Seperti yang diduga-duga oleh jiwa-jiwa para penggemar Manchester United yang tersakiti, seperti yang sudah diterka-terka oleh para penggemar klub-klub rival Manchester United, satu setengah musim yang Ten Hag jalani dengan menggunakan taktik plan B tersebut malah membuat Manchester United kembali berjumpalitan hingga tersungkur sambil ditertawakan. di musim 2023/2024 ia hanya bisa membawa Manchester United finis di posisi delapan jauh berbeda dengan musim 2022/2023 dimana mereka berhasil merengkuh posisi 3 dengan solid.
Akhirnya, di musim 2024/2025 yang bahkan belum berjalan setengah musim, di bawah kepemimpinan Sir Jim Ratcliffe yang baru saja menjadi pemiilik utama menggantikan Glazer, Ten Hag dipecat setelah takluk di kandang melawan West Ham dengan skor 1–2. ada yang menghela napas lega, ada yang menghela napas tidak terima, tapi lebih banyak lagi yang bermuka ceria penuh tawa.
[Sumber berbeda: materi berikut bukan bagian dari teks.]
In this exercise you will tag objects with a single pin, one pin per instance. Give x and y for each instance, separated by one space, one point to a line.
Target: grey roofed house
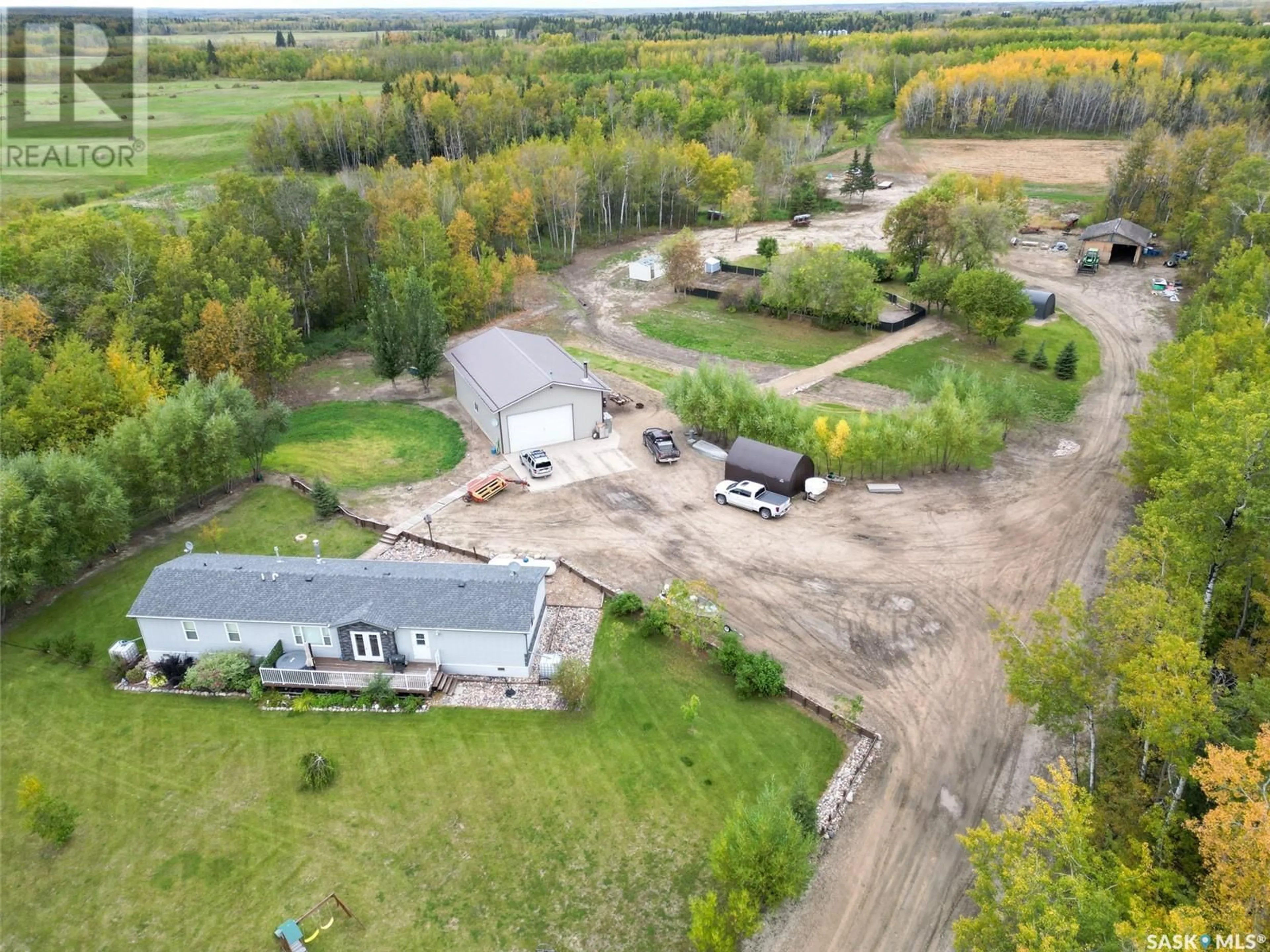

Rumor-rumor pelatih baru pun mulai bermunculan mulai dari Pelatih Botak lainnya yaitu Zinedine Zidane hingga daun muda yang memang sedang hangat menjadi perbincangan seperti Ruben Amorim dengan Sporting Lisbonnya yang bergairah.
Tan Malaka pernah mengatakan atau menulis “terbentur, terbentur, terbentur, terbentuk” yang memiliki makna bahwa perubahan memang tidak bisa dilakukan secara instan. bahkan seringkali justru harus dengan kesabaran tiada batas dan ketahanan yang begitu keras. Namun, semakin kesini para penggemar Manchester United mulai putus asa dengan slogan ini. makin kesini justru slogan yang nampaknya lebih pas adalah “Terbentur, Terbentur, Terbentur, Tersungkur, dan Terpekur”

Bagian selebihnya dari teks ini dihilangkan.